Core Concepts
Using large language models for translating natural language task descriptions to formal task specifications improves task success rates in complex environments.
Abstract
The content discusses the use of Large Language Models (LLMs) for translating natural language instructions into formal task specifications for robots. The approach involves autoregressive translation from high-level task descriptions to an intermediate representation, Signal Temporal Logic (STL), which is then used by a Task-and-Motion Planning (TAMP) algorithm. By addressing syntactic and semantic errors through re-prompting techniques, the method outperforms direct LLM planning in challenging 2D task domains. A comprehensive experimental evaluation across various scenarios demonstrates the effectiveness of the proposed AutoTAMP framework.
I. Introduction
Effective human-robot interaction requires understanding, planning, and executing complex tasks.
Recent advances in Large Language Models (LLMs) show promise for translating natural language into robot action sequences.
Existing approaches face challenges with complex environmental and temporal constraints.
II. Problem Description
Conversion of natural language instructions into motion plans encoded as timed waypoints.
Environment state described by named obstacles provided as additional context.
Generation of constraint-satisfying trajectories based on instructions and environment state.
III. Methods
Comparison of different approaches using LLMs for task planning.
Introduction of AutoTAMP framework for translating NL to STL and planning trajectories.
Utilization of re-prompting techniques for correcting syntax and semantic errors.
IV. Experimental Design
Evaluation across single-agent and multi-agent scenarios with varying constraints.
Impact assessment of error correction on translation performance.
Integration of NL2TL model for comparison with pre-trained LLMs.
V. Results
Task success rates compared across different methods using GPT-3 and GPT-4 as LLMs.
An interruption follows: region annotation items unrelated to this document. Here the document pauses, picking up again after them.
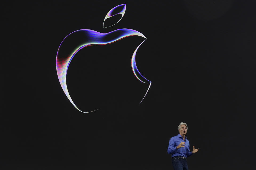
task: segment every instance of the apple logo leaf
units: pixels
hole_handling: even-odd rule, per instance
[[[119,5],[114,7],[112,9],[109,11],[109,12],[107,14],[106,16],[105,17],[105,18],[104,19],[104,21],[103,21],[103,28],[107,28],[113,26],[114,25],[115,25],[118,22],[120,21],[123,15],[125,15],[125,10],[126,9],[126,4],[125,4]],[[117,22],[114,24],[113,24],[110,26],[107,27],[104,26],[104,23],[105,23],[105,20],[111,17],[117,15],[118,14],[121,14],[122,15],[121,18]]]

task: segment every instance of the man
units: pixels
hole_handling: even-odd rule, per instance
[[[178,126],[179,134],[170,139],[167,152],[172,154],[172,162],[174,170],[188,170],[187,158],[198,151],[193,146],[193,151],[189,151],[189,142],[185,136],[187,126],[181,122]]]

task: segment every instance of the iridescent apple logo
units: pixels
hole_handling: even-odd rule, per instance
[[[103,27],[106,19],[118,14],[122,15],[121,19],[114,25],[116,24],[124,15],[126,9],[126,4],[120,5],[113,8],[107,14],[103,22]],[[141,102],[143,100],[148,91],[151,84],[151,82],[148,80],[139,73],[136,65],[135,57],[136,53],[139,48],[146,39],[144,35],[136,30],[127,28],[122,28],[115,30],[106,33],[102,33],[91,29],[80,29],[75,31],[68,35],[64,39],[59,47],[56,57],[56,68],[57,74],[61,86],[64,92],[72,104],[78,110],[83,113],[89,113],[94,110],[82,112],[75,104],[69,93],[67,87],[66,78],[69,66],[72,59],[81,49],[90,45],[105,45],[114,42],[121,39],[128,37],[137,36],[142,37],[145,39],[137,48],[131,58],[131,67],[135,76],[139,81],[144,83],[149,83],[148,88]],[[87,57],[93,57],[93,56]]]

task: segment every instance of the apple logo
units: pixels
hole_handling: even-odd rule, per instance
[[[116,24],[121,20],[124,14],[126,4],[118,5],[113,8],[107,13],[103,22],[103,27],[109,27]],[[122,16],[119,20],[112,25],[104,27],[106,19],[118,14]],[[131,36],[138,36],[145,39],[136,49],[131,58],[131,67],[136,77],[144,83],[149,83],[149,85],[146,93],[140,103],[141,103],[147,94],[151,82],[143,76],[138,70],[135,60],[136,53],[138,49],[146,39],[145,36],[135,30],[127,28],[117,29],[106,33],[102,33],[91,29],[78,30],[69,34],[63,40],[59,47],[56,57],[56,68],[59,80],[64,92],[72,104],[78,110],[83,113],[87,113],[98,110],[84,112],[81,110],[75,104],[69,93],[67,86],[66,77],[67,69],[72,59],[80,50],[91,45],[105,45],[115,42],[123,38]],[[88,57],[93,57],[89,56]]]

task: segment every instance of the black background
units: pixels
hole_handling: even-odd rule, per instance
[[[238,169],[255,159],[253,1],[10,1],[2,5],[1,169],[172,169],[167,149],[181,122],[199,151],[190,169]],[[109,11],[124,17],[103,28]],[[129,28],[130,37],[84,48],[70,65],[72,105],[56,57],[68,34]]]

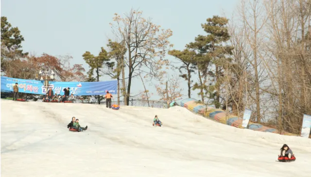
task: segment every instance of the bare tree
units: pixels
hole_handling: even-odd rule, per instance
[[[173,35],[172,31],[161,29],[151,19],[143,18],[142,13],[132,9],[124,18],[116,13],[114,24],[110,23],[114,34],[124,42],[127,50],[127,61],[124,63],[128,69],[127,93],[124,98],[127,105],[134,73],[136,71],[143,71],[151,78],[156,77],[163,65],[168,64],[164,57],[172,46],[168,40]]]
[[[259,46],[262,41],[261,32],[263,30],[267,18],[264,15],[262,1],[258,0],[250,0],[248,2],[242,0],[241,4],[240,13],[243,19],[243,26],[244,33],[247,36],[249,45],[252,51],[252,59],[249,62],[254,69],[254,84],[255,88],[255,100],[256,103],[256,113],[257,122],[260,123],[260,92],[259,85],[262,72],[260,72],[260,58]],[[250,95],[251,97],[252,95]]]

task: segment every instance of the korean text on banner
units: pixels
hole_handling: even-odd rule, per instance
[[[13,90],[13,86],[17,83],[18,92],[36,94],[46,94],[47,90],[44,81],[35,80],[17,79],[1,76],[1,90]],[[54,82],[49,85],[54,94],[64,95],[64,89],[69,88],[70,94],[74,95],[104,95],[109,91],[111,94],[117,93],[117,81],[103,82]]]
[[[248,109],[245,109],[244,111],[244,115],[243,116],[243,122],[242,122],[242,126],[245,128],[247,127],[249,119],[252,115],[252,111]]]
[[[311,130],[311,116],[304,114],[301,136],[309,138],[310,134],[310,130]]]

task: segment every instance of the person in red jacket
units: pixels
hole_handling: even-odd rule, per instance
[[[54,92],[52,90],[52,88],[49,88],[49,91],[48,91],[48,97],[50,100],[52,100],[54,96]]]
[[[109,108],[111,108],[111,98],[112,98],[112,95],[109,93],[109,91],[107,91],[107,93],[106,95],[105,95],[105,98],[106,99],[106,107],[108,107],[109,106]]]

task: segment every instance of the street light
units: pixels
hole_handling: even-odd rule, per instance
[[[39,74],[41,76],[40,80],[41,81],[44,81],[44,86],[47,89],[49,88],[49,82],[51,80],[54,80],[54,75],[55,72],[53,70],[50,70],[48,67],[43,67],[39,71]],[[49,76],[49,78],[48,78]]]

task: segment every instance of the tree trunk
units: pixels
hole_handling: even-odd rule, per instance
[[[202,83],[202,78],[201,75],[201,72],[200,72],[200,70],[198,69],[198,72],[199,73],[199,80],[200,80],[200,84],[201,85],[200,87],[200,94],[201,95],[201,99],[202,103],[204,103],[204,93],[203,93],[203,83]]]
[[[142,77],[141,77],[140,74],[139,74],[139,77],[140,77],[140,79],[141,79],[141,82],[142,82],[142,85],[144,86],[144,89],[145,89],[145,93],[146,93],[146,97],[147,98],[147,101],[148,102],[148,106],[150,107],[150,104],[149,104],[149,98],[148,98],[148,92],[147,92],[147,89],[146,89],[146,86],[145,86],[144,80],[143,79],[142,79]]]
[[[190,80],[190,77],[191,77],[191,72],[190,71],[190,69],[189,69],[189,65],[188,65],[187,67],[187,71],[188,72],[188,98],[191,98],[191,87],[190,85],[190,83],[191,82]]]
[[[117,78],[118,81],[118,105],[120,105],[120,76]]]
[[[218,67],[216,66],[216,84],[218,82],[219,80],[219,74],[218,72],[219,72],[219,68]],[[219,106],[220,105],[220,94],[219,92],[220,92],[220,88],[219,86],[219,84],[218,84],[216,86],[216,101],[217,102],[217,104],[215,104],[215,107],[217,108],[219,108]]]
[[[170,107],[170,103],[169,103],[169,89],[168,88],[168,81],[166,81],[166,84],[165,86],[165,90],[166,91],[166,100],[167,101],[167,108]]]
[[[129,38],[130,37],[129,36]],[[131,93],[131,84],[132,84],[132,75],[133,74],[133,71],[132,71],[132,67],[133,63],[132,63],[132,53],[131,53],[131,46],[129,44],[127,46],[129,49],[128,51],[128,83],[127,83],[127,91],[126,92],[126,102],[127,106],[129,106],[129,102],[130,102],[130,94]]]
[[[99,82],[99,68],[97,67],[96,68],[96,78],[97,78],[97,82]],[[101,96],[97,95],[97,101],[98,104],[101,104]]]
[[[128,105],[128,102],[126,98],[126,88],[125,86],[125,72],[124,71],[124,58],[122,57],[121,59],[121,71],[122,71],[122,94],[123,94],[123,99],[124,100],[124,105]]]

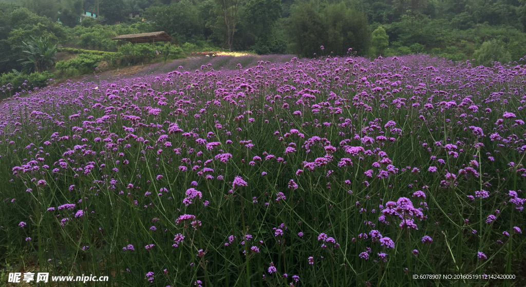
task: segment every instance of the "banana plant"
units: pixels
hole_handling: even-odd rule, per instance
[[[37,72],[45,71],[53,67],[57,58],[57,45],[53,44],[47,37],[36,40],[31,37],[33,41],[27,43],[22,42],[26,49],[22,51],[26,57],[19,61],[24,61],[22,65],[29,72],[34,71]]]

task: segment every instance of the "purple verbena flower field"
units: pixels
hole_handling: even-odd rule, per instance
[[[0,259],[112,286],[524,285],[525,86],[412,55],[15,95]]]

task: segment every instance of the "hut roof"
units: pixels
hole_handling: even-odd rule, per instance
[[[139,33],[138,34],[127,34],[118,36],[112,40],[124,40],[132,43],[146,43],[161,42],[173,40],[170,35],[164,31],[151,32],[150,33]]]

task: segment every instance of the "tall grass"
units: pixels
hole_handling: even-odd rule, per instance
[[[526,283],[526,68],[258,59],[7,104],[1,264],[118,286]]]

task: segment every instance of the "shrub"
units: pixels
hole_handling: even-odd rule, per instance
[[[480,49],[475,51],[473,57],[477,59],[477,63],[490,67],[492,61],[507,63],[511,59],[510,53],[507,52],[501,44],[493,39],[482,43]]]
[[[106,61],[113,62],[116,60],[117,57],[117,53],[105,53],[103,55],[83,53],[71,60],[59,61],[55,67],[64,76],[68,73],[66,72],[67,70],[70,72],[76,71],[73,73],[88,73],[94,71],[100,62]]]
[[[53,73],[48,71],[26,75],[17,71],[4,73],[0,75],[0,86],[6,92],[19,92],[22,90],[45,87],[49,79],[54,77]],[[2,94],[6,95],[5,93]]]

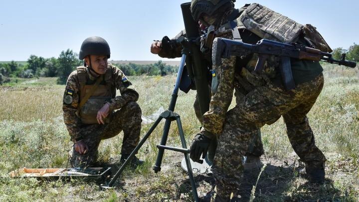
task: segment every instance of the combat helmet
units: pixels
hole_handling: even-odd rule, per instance
[[[234,7],[234,2],[235,0],[192,0],[191,12],[193,18],[198,20],[203,14],[212,16],[215,12],[224,12]]]
[[[85,39],[80,49],[79,59],[83,60],[89,55],[107,55],[109,58],[111,52],[107,41],[99,36],[91,36]]]

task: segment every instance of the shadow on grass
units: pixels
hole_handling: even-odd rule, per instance
[[[249,201],[260,172],[259,169],[244,172],[239,191],[242,201]],[[268,164],[258,180],[254,201],[341,201],[343,199],[340,191],[335,188],[332,181],[327,180],[323,185],[312,184],[297,176],[297,173],[293,167]],[[200,190],[201,194],[214,188],[215,182],[212,176],[198,175],[195,177],[195,181],[197,192]],[[206,185],[206,187],[203,187],[203,185]],[[203,190],[204,188],[205,190]],[[188,179],[178,185],[178,195],[187,193],[190,197],[192,197]]]

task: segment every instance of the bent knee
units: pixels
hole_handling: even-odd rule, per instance
[[[141,112],[140,105],[136,102],[129,102],[122,108],[132,112]]]

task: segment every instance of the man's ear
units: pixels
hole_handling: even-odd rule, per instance
[[[84,58],[84,60],[85,61],[85,64],[86,64],[86,66],[89,66],[90,65],[90,56],[87,56],[85,57]]]

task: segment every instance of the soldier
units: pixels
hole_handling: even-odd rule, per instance
[[[257,3],[237,9],[231,0],[192,0],[191,11],[195,19],[214,26],[217,37],[252,44],[262,38],[307,45],[315,43],[305,38],[303,25]],[[323,68],[317,62],[292,59],[296,88],[288,91],[278,70],[279,58],[270,57],[260,73],[253,71],[257,58],[255,54],[231,56],[213,66],[215,76],[209,111],[203,116],[203,127],[194,139],[190,157],[198,161],[211,140],[218,139],[212,167],[215,194],[211,197],[215,202],[239,200],[243,173],[240,157],[258,130],[281,116],[289,141],[305,164],[307,177],[313,182],[325,180],[326,158],[315,145],[307,117],[323,86]],[[242,68],[236,68],[238,66]],[[241,104],[227,111],[238,84],[244,89],[245,97]]]
[[[203,31],[205,31],[207,28],[200,21],[198,21],[198,24],[199,27]],[[161,41],[154,41],[151,44],[151,52],[153,54],[158,54],[161,57],[168,58],[180,57],[181,56],[182,46],[180,43],[177,42],[176,40],[180,36],[185,36],[185,30],[183,30],[180,32],[175,38],[171,40],[167,36],[165,36]],[[210,52],[207,52],[203,54],[208,66],[211,68],[212,58],[211,53]],[[208,71],[208,72],[209,72],[209,71]],[[240,89],[238,86],[235,88],[234,95],[236,97],[237,104],[240,104],[242,102],[241,100],[243,99],[244,96],[243,94],[242,89]],[[199,103],[196,96],[193,103],[193,109],[197,119],[202,124],[202,115],[200,113]],[[261,140],[260,130],[258,130],[257,134],[257,135],[253,137],[248,151],[245,154],[246,158],[244,166],[244,169],[246,170],[256,169],[263,165],[260,160],[260,156],[264,154],[264,150]],[[216,141],[212,141],[211,147],[214,147],[214,148],[208,150],[208,159],[210,161],[213,161],[213,158],[214,155],[213,153],[215,151],[216,146]]]
[[[70,152],[73,167],[93,165],[102,140],[123,130],[120,162],[124,162],[140,140],[141,110],[136,102],[137,92],[123,72],[108,64],[110,47],[103,38],[86,38],[79,58],[84,66],[78,67],[67,79],[63,97],[64,121],[74,143]],[[116,89],[121,96],[116,96]],[[114,111],[115,110],[118,110]],[[134,165],[142,163],[135,157]]]

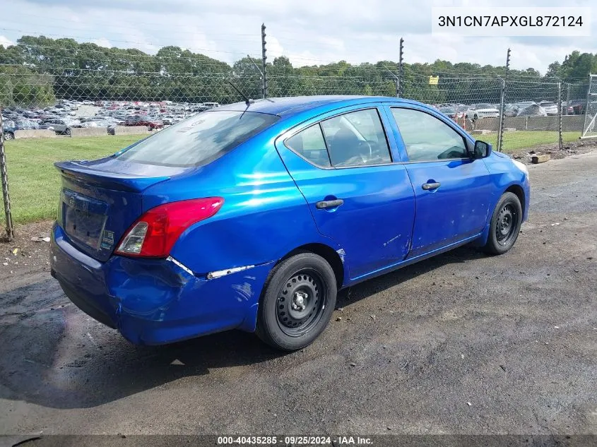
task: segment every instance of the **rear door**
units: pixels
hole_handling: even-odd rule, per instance
[[[304,123],[276,143],[319,232],[342,247],[351,280],[408,252],[414,193],[404,166],[393,161],[386,119],[376,107],[347,108]]]
[[[393,107],[390,112],[416,196],[409,258],[480,233],[492,187],[483,160],[468,155],[472,141],[449,119],[425,107]]]

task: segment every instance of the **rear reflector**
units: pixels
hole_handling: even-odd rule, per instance
[[[167,258],[185,230],[215,215],[223,203],[221,197],[209,197],[151,208],[131,225],[115,253],[125,256]]]

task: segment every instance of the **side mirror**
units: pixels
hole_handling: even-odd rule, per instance
[[[477,160],[478,158],[485,158],[489,157],[491,154],[492,148],[489,143],[477,140],[475,141],[475,148],[471,154],[471,158]]]

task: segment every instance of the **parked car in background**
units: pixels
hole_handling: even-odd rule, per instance
[[[531,105],[528,105],[526,107],[521,108],[518,113],[516,114],[517,117],[547,117],[548,114],[545,112],[545,109],[543,109],[541,106],[538,104],[533,103]]]
[[[164,127],[164,123],[160,119],[151,119],[148,117],[129,117],[124,121],[123,126],[146,126],[150,131]]]
[[[6,121],[4,126],[4,139],[13,139],[15,138],[15,132],[16,131],[29,131],[39,129],[52,129],[52,127],[47,125],[40,126],[32,119],[17,119],[16,121]]]
[[[572,113],[575,115],[584,115],[586,109],[586,100],[572,100],[568,102],[569,107],[572,109]]]
[[[51,118],[42,121],[42,124],[51,126],[54,131],[60,135],[70,135],[71,128],[76,126],[78,121],[66,118]]]
[[[52,275],[144,345],[238,328],[301,349],[340,289],[466,244],[506,253],[530,197],[524,165],[395,97],[232,104],[56,167]]]
[[[552,101],[541,101],[539,102],[548,116],[557,114],[557,104]]]
[[[497,118],[500,117],[500,110],[490,104],[475,104],[466,111],[466,116],[471,119]]]
[[[505,117],[516,117],[519,112],[519,107],[514,104],[504,105],[504,116]]]

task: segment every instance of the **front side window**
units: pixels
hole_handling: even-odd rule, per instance
[[[435,117],[413,109],[393,107],[410,161],[432,161],[468,157],[464,138]]]
[[[364,166],[391,161],[377,109],[334,117],[321,123],[332,166]]]
[[[162,166],[206,165],[278,119],[276,115],[252,112],[204,112],[160,131],[114,157]]]

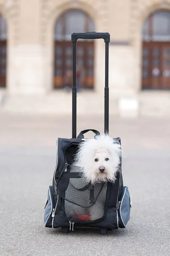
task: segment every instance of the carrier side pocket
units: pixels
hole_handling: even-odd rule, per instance
[[[52,214],[54,210],[53,186],[48,187],[48,197],[44,207],[44,223],[46,227],[52,227]]]
[[[124,228],[130,218],[130,197],[127,186],[122,188],[117,209],[119,213],[119,227]]]

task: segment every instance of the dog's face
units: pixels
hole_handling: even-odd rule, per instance
[[[113,153],[108,149],[101,148],[95,150],[93,160],[89,160],[88,164],[90,174],[92,179],[95,182],[106,182],[112,180],[116,172],[115,163]],[[114,161],[114,160],[115,160]],[[115,161],[116,160],[116,161]]]
[[[92,183],[114,182],[120,162],[120,148],[108,137],[87,142],[80,148],[79,161],[84,177]]]

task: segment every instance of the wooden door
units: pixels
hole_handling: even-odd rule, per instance
[[[94,43],[78,41],[76,43],[77,79],[81,88],[94,87]],[[72,84],[72,44],[69,41],[55,42],[55,88]]]
[[[143,42],[142,88],[170,89],[170,42]]]

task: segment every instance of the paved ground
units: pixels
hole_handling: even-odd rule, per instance
[[[78,130],[102,131],[102,116],[78,117]],[[44,227],[44,205],[56,163],[57,137],[70,137],[69,116],[0,114],[0,255],[170,255],[170,119],[110,118],[110,135],[127,153],[125,185],[133,200],[125,229]]]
Failures analyzed based on execution time violations, action sequencing issues, and translation errors.
VI. Related Work
Overview of related research on combined task and motion planning, LLMs in TAMP, and NL-to-task representation mapping.
VII. Conclusion
AutoTAMP framework shows improved performance over direct LLM planning in handling complex geometric and temporal constraints.
Stats
"We show that our approach outperforms several methods using LLMs as planners in complex task domains."
"We conduct an ablation study over the translation step by integrating a fine-tuned NL-to-STL model."
"The cost of planning time is high, especially when there are multiple iterations of re-prompting."
Quotes
"We conclude that in-context learning with pre-trained LLMs is well suited for language-to-task-specification translation."
"Our work addresses some limitations of prior approaches."
"Translation with no error correction has modest success across task scenarios."